50% on average of actual voting age public do not vote election to election. You might get a spike in a single election because of an igniting issue or candidate, like him or not but Obama caused a spike up for example (and what has really changed?), but across the years, the averages tend to hold in that range. Both parties know this and in each cycle they try with all their heart to make the otherside into villians and if they can make into even bigger villians than they really are in the eyes of that non voting 50%, some of them just might jump in the fray and then be the difference taking the minority into majority status.

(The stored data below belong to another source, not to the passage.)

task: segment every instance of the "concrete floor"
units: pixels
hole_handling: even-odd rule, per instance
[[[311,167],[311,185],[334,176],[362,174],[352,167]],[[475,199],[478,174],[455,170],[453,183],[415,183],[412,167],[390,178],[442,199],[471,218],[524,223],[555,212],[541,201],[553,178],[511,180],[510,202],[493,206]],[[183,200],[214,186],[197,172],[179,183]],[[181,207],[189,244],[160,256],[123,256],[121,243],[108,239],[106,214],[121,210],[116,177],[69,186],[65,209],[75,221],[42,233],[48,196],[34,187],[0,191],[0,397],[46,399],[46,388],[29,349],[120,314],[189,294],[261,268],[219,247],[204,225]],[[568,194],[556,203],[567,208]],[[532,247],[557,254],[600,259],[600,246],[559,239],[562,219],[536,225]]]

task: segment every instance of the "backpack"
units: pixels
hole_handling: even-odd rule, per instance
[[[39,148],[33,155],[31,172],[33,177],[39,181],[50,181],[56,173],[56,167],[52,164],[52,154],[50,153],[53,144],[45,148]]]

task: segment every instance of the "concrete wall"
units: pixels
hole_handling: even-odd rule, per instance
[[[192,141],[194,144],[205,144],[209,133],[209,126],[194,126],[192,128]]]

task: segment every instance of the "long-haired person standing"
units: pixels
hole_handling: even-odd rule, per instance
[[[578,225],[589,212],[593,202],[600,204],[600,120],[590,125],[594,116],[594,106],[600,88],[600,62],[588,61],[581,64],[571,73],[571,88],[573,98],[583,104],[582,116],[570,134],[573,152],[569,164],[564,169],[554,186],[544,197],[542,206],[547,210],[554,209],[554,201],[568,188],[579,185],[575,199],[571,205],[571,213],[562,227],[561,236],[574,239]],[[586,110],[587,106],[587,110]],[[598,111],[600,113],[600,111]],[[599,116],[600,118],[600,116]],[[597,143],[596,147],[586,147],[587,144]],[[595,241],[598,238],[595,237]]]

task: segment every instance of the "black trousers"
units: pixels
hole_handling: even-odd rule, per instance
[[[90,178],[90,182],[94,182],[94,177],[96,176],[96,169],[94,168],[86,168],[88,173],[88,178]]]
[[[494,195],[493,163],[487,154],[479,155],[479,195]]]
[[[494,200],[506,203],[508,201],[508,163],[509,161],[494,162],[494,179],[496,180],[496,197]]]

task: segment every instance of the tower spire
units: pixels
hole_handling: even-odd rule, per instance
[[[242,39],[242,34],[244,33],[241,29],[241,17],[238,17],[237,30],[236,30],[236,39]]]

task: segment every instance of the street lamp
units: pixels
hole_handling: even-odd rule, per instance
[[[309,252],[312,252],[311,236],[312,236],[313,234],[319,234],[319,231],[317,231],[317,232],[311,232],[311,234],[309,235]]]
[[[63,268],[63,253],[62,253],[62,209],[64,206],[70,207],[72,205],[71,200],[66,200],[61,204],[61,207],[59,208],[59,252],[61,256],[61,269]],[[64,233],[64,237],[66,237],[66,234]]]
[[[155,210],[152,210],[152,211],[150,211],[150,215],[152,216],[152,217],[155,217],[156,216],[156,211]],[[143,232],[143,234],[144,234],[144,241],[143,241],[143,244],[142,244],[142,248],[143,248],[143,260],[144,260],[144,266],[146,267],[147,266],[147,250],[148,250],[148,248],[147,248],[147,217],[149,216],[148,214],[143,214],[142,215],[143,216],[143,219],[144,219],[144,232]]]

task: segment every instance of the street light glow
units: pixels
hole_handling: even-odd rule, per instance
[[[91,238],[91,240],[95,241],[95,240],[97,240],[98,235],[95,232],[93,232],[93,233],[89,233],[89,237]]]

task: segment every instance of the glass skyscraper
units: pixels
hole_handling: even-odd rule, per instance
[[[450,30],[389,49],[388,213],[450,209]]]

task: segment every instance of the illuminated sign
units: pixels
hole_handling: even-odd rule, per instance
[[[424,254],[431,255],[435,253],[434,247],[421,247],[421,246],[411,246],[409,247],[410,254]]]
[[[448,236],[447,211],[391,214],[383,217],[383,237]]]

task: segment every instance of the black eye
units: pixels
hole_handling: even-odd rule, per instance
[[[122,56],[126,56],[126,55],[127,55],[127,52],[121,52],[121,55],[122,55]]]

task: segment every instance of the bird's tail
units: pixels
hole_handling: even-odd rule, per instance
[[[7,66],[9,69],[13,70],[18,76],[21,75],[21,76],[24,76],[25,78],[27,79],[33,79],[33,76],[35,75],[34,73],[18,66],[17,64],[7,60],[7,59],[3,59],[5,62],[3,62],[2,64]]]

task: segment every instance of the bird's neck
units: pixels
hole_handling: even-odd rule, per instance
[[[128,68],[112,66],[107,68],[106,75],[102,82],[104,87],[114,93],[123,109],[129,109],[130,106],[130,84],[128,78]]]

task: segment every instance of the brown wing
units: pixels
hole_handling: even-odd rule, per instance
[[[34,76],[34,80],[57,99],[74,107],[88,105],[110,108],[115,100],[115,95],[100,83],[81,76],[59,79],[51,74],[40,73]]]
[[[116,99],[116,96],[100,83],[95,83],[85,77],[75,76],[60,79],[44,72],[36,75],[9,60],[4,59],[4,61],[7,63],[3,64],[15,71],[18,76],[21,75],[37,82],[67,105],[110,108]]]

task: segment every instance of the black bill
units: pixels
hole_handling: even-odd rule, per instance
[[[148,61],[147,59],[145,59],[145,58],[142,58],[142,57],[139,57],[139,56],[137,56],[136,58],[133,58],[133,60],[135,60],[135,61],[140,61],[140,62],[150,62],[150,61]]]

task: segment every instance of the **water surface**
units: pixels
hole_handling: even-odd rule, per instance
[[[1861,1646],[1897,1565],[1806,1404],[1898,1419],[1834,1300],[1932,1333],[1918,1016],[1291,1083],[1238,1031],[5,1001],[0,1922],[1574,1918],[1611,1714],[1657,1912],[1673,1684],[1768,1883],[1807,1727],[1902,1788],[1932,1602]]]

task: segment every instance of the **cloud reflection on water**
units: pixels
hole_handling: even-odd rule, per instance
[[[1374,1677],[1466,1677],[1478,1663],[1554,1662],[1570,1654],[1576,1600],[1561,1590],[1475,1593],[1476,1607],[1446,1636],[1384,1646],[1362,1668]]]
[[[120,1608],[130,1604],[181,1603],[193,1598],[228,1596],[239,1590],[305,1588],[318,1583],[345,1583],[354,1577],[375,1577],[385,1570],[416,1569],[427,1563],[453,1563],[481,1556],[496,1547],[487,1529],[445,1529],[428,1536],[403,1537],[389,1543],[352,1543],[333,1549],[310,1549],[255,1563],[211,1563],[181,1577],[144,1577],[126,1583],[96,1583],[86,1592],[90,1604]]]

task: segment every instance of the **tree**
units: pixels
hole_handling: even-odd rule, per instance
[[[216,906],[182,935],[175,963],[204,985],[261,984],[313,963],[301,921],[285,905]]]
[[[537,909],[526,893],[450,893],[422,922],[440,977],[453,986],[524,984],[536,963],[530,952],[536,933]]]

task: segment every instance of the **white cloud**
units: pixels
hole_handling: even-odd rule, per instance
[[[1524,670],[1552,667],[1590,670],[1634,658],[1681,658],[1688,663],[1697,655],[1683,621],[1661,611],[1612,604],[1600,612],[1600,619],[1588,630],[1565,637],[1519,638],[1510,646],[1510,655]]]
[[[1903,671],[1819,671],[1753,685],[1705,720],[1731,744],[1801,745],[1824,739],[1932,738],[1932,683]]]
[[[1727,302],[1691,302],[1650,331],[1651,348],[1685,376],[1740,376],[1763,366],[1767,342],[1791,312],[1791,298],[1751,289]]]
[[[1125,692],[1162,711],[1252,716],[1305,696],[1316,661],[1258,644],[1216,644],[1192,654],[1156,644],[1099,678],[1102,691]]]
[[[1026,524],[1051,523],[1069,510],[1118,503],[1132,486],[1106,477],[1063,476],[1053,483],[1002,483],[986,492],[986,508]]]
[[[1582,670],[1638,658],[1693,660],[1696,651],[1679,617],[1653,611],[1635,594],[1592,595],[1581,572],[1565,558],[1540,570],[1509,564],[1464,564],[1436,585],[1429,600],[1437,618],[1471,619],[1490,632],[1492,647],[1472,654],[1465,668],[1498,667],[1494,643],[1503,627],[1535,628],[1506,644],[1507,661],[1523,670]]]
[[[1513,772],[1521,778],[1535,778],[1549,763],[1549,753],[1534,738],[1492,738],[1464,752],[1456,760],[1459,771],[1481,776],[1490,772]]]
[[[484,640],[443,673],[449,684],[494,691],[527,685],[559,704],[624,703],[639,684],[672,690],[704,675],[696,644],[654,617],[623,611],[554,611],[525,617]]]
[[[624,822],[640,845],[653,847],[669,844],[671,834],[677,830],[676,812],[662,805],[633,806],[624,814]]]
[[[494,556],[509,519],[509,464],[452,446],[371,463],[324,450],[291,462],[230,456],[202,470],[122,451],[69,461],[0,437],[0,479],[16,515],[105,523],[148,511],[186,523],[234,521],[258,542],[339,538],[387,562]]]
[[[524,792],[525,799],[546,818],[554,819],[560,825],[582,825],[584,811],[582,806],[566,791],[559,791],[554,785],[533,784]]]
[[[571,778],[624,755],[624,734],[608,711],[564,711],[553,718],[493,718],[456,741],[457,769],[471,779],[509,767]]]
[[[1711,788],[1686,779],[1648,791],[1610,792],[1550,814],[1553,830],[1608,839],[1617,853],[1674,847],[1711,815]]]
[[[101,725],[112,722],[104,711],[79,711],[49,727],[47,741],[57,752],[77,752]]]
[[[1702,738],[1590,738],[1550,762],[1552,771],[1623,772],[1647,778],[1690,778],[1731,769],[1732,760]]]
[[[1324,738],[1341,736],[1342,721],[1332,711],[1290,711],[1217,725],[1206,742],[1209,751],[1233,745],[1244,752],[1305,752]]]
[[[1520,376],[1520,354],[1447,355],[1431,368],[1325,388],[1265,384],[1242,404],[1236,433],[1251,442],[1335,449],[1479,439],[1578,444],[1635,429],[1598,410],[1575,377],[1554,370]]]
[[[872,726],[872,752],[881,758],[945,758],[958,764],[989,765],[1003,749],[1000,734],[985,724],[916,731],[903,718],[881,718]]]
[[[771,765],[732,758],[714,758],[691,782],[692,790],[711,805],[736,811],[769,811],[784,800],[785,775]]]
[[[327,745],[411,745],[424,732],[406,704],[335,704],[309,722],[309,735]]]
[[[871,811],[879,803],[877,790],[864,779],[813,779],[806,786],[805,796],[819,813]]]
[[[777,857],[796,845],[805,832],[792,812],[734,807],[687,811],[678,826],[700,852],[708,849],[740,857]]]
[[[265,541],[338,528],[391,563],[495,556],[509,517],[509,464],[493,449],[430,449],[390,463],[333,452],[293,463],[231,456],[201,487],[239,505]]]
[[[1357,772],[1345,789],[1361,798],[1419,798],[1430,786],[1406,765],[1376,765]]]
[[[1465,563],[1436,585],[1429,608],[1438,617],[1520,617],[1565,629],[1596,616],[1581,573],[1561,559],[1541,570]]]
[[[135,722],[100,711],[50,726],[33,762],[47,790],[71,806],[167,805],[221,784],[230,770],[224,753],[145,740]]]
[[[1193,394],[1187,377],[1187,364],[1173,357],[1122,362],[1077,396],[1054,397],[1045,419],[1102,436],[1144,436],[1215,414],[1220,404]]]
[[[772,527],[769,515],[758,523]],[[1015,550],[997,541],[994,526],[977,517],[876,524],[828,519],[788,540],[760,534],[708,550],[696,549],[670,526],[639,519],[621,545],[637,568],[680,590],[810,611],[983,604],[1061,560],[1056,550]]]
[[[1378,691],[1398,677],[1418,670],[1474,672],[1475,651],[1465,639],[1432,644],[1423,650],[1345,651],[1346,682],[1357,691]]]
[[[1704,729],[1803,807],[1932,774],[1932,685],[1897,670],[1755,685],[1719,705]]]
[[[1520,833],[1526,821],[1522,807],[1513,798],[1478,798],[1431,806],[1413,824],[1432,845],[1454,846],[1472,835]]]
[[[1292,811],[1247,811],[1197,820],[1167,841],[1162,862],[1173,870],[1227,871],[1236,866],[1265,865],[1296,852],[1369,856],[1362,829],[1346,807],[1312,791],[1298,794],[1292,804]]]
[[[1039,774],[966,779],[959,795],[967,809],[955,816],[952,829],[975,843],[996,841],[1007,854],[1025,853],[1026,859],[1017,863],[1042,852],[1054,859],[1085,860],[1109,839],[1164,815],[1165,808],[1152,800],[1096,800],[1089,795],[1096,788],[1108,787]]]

But here's an interesting gem especially for those here who love to flap the constitution around and even the organic constitution especially is that prior to the 14th (1868') and 15th (1870') amendments, there was no direct mention of the right to vote or for that matter citizenship. From the POV of the constitution, there was no such thing as a citizen or voter and the closest the organic constitution comes to even mentioning what some might construe as a voter, is Article 1, Sec. 4 which only authorizes to the individual States to hold elections in order to choose members of Congress from those states but the Congress retains the right to modify those state regulations and methods at their will. In otherwords, the state could choose to determine who their members of Congress are by walking into any bar and pull out 5 drunks from which they will choose that State's members of Congress. I contend those drunks would also do a better job of picking Congress than the current method of mass public elections and just the odds of pure luck could easily prove that point. Everyone crows about the brillance of the men who wrote the constitution and yet in their brillance of wisdom, they never considered voting and citizenship all that important to even make it a foundational point in the organic constitution. Wonder why that is?
Lastly, did you ever once consider that voting and politics is a form of marketplace just as going out and buying a car or a washing machine. If I choose to instead of buying a car to walk everywhere I need to go, would I be attacked for not buying a car? Or buying a washing machine verses rainwater in a rainbarrel? Granted the car and washing machine are more efficent in time and labor and not making that choice might seem weird, but as long as I attempt not to impose my belief on others, it's considered a act of personal liberty and freedom for me to make those choices. Voting is the same thing as you are entering a marketplace and choosing one product over another but what if one thinks no product offered is worthy of their time and labor converted to a monetary unit and in this market the currency is in the form of a vote. If someone in the purely economic market saves their money, they are said to practice the virtue of thriftiness. In electorical politics, I'm just being thrifty!
Also I love contrarian POV's that challenge people to think outside the box in which they normally live!